Artificial neural network prediction of performance and emissions of a diesel engine fueled with palm biodiesel.

机构信息

Department of Mechanical Engineering, College of Engineering, Prince Sattam Bin Abdulaziz University, Alkharj, 16273, Saudi Arabia.

Mechanical Power Engineering Department, Faculty of Engineering, Mansoura University, Mansoura, 35516, Egypt.

出版信息

Sci Rep. 2022 Jun 3;12(1):9286. doi: 10.1038/s41598-022-13413-9.

Abstract

Increasing of energy consumption, depletion of petroleum fuels and harmful emissions have triggered the interest to find substitute fuels for diesel engines. Palm ethyl ester was synthesized from palm oil through transesterification process. The physicochemical properties of palm biodiesel have been measured and confirmed in accordance with ASTM standards.
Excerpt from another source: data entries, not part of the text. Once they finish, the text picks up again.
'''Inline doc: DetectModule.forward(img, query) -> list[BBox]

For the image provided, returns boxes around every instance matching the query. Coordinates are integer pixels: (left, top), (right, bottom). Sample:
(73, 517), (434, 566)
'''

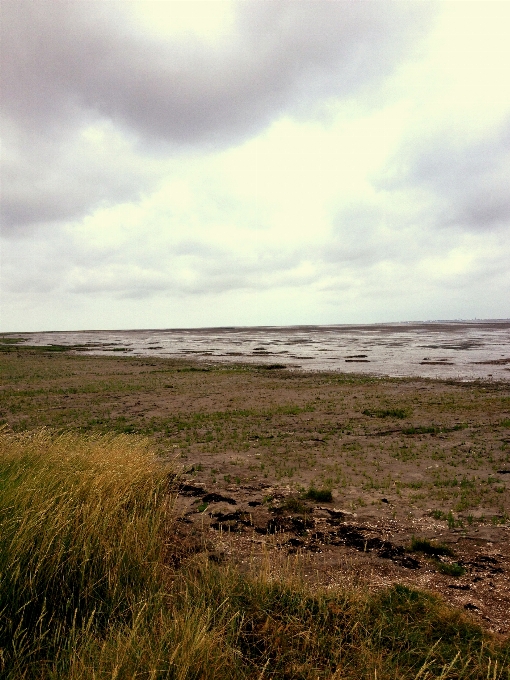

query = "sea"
(9, 319), (510, 381)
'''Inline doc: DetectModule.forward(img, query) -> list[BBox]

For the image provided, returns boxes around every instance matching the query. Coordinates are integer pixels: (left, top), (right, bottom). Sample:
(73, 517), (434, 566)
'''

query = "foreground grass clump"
(0, 431), (510, 680)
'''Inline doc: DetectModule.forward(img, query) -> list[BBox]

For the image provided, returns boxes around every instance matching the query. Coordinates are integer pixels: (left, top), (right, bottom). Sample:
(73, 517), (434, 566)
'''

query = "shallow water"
(10, 320), (510, 380)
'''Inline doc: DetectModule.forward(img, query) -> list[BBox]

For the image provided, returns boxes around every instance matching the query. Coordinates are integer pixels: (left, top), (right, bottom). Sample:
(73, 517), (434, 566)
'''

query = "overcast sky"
(1, 0), (510, 331)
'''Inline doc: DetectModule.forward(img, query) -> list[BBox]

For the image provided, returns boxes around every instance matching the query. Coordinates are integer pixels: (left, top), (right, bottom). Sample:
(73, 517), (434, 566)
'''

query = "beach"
(0, 344), (510, 633)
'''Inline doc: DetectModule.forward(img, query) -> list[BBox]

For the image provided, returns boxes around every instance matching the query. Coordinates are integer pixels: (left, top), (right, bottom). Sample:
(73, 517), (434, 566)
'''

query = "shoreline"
(0, 348), (510, 634)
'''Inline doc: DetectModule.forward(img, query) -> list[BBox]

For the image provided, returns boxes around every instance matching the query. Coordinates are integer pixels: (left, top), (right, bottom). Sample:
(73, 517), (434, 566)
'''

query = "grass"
(0, 430), (510, 680)
(0, 348), (510, 521)
(305, 487), (333, 503)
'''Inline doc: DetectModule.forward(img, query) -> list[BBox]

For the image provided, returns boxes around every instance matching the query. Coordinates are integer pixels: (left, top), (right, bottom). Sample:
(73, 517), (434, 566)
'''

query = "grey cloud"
(379, 122), (510, 232)
(0, 125), (154, 236)
(0, 0), (434, 234)
(2, 0), (431, 143)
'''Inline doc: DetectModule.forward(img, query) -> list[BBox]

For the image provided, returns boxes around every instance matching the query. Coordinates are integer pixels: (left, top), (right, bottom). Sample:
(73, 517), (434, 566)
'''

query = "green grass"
(411, 536), (454, 557)
(363, 408), (411, 420)
(305, 487), (333, 503)
(0, 430), (510, 680)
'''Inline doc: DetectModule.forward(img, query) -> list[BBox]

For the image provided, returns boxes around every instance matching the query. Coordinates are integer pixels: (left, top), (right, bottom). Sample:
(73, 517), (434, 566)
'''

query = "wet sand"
(6, 320), (510, 381)
(0, 348), (510, 633)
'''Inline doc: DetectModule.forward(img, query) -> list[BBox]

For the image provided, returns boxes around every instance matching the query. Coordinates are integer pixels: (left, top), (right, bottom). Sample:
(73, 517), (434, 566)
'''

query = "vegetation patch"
(305, 486), (333, 503)
(410, 536), (454, 557)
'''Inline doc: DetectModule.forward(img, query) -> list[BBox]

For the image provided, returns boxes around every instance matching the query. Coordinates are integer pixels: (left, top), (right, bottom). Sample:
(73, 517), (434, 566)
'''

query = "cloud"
(1, 0), (430, 234)
(376, 121), (510, 238)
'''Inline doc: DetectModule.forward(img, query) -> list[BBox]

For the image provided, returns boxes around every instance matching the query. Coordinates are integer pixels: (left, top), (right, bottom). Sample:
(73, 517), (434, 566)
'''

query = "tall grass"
(0, 431), (510, 680)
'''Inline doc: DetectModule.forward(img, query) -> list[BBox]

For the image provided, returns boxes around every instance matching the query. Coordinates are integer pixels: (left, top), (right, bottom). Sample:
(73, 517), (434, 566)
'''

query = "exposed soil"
(0, 350), (510, 633)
The aim of the paper is to show the effect of different diesel-palm biodiesel blends on performance, combustion and emissions in diesel engine at engine load variation. Artificial Neural Network was used for the prediction of engine performance, exhaust emission and combustion characteristics parameters. Palm ethyl ester and diesel oil were blended in 5, 10, 15 and 20 by volume percentage. The maximum decreases in thermal efficiency, fuel-air equivalence ratio for B20 were 1.5, 3.5, 6 and 8% but the maximum increases in BSFC, exhaust gas temperature and NO emission for B20 at full load about diesel fuel were 9, 8 and 10%, respectively. The highest decreases in CO, HC and smoke emissions of B20 about diesel oil at full load were 2, 35 and 18.5% at full load, respectively. Biodiesel blend B20 achieved the maximum declines in peak HRR, cylinder temperature and combustion duration about diesel fuel. The results of ANN were compared with experimental results and showed that ANN is effective modeling method with high accuracy. Palm biodiesel blends up to 20% showed the highest enhancements in engine performance, combustion and emission reductions compared to diesel fuel.

摘要

能源消耗的增加、石油燃料的枯竭和有害排放物的排放激发了人们寻找柴油发动机替代燃料的兴趣。棕榈乙基酯是通过酯交换过程从棕榈油合成的。棕榈生物柴油的物理化学性质已按照 ASTM 标准进行了测量和确认。本文的目的是展示不同的柴油-棕榈生物柴油混合物在发动机负荷变化时对柴油机性能、燃烧和排放的影响。人工神经网络用于预测发动机性能、排放和燃烧特性参数。棕榈乙基酯和柴油以 5、10、15 和 20 的体积百分比混合。B20 的热效率和燃料-空气当量比的最大降幅分别为 1.5、3.5、6 和 8%,但在全负荷下 B20 的 BSFC、废气温度和 NO 排放的最大增幅分别为 9、8 和 10%,与柴油相比。B20 在全负荷下的 CO、HC 和烟度排放的最大降幅分别为 2、35 和 18.5%。生物柴油混合物 B20 在峰值 HRR、缸体温度和燃烧持续时间方面达到了相对于柴油燃料的最大下降。ANN 的结果与实验结果进行了比较,结果表明 ANN 是一种具有高精度的有效建模方法。与柴油相比,高达 20%的棕榈生物柴油混合物在提高发动机性能、燃烧和减少排放方面表现出最高的提升。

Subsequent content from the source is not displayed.